Bye bye curfew, hello terrasses: 5 things to know about Quebec's reopening

Not only will Quebecers be allowed out after dark for the first time since Jan. 9, they will be able to eat and drink on restaurant patios and welcome friends in their backyards. Here's an overview of what's changing, and what challenges remain.

Midnight walks, dining out on patios, backyard barbecues among newly permitted activities

Lawrence L’Oisselle, left, and Eric Deschamps enjoy a restaurant meal as they re-open outdoor dining for the first time since last September in Montreal. (Ryan Remiorz/The Canadian Press)

Quebec is undoing several of the most drastic measures it put in place to deal with the pandemic, starting today by lifting the curfew.

Not only will Quebecers now be allowed out after 9:30 p.m. for the first time since Jan. 9, they will also be able to eat and drink on restaurant terrasses — the province's fabled patios for dining — and welcome friends and family in their backyards.
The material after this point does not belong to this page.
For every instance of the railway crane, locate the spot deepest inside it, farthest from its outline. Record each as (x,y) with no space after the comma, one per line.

More restrictions are scheduled to be lifted in the days and weeks to come. Here's an overview of what's changing, and what challenges remain.

1) Things are opening up, but not everything (yet)

Starting today:

  • The curfew is lifted across the province.
  • Eating on patios and decks outside of restaurants is allowed.
  • Outdoor gatherings of up to eight people on private property will be permitted.
  • Travel between regions of Quebec will be permitted.
  • Up to 2,500 people in a large theatre or arena will be allowed with assigned seating and measures in place. (Including at the Bell Centre for Game 6 of the Habs-Leafs series on Saturday.)

Gatherings on private balconies are also allowed, but since physical distancing is required, squeezing in eight people won't be possible in a lot of cases.

Indoor private gatherings are still prohibited.

A man walks past a closed patio on Sept. 30, 2020, in Montreal. (Ryan Remiorz/The Canadian Press)

Many regions will see additional restrictions lifted May 31 as they move from a red zone, the highest level of alert, to an orange zone.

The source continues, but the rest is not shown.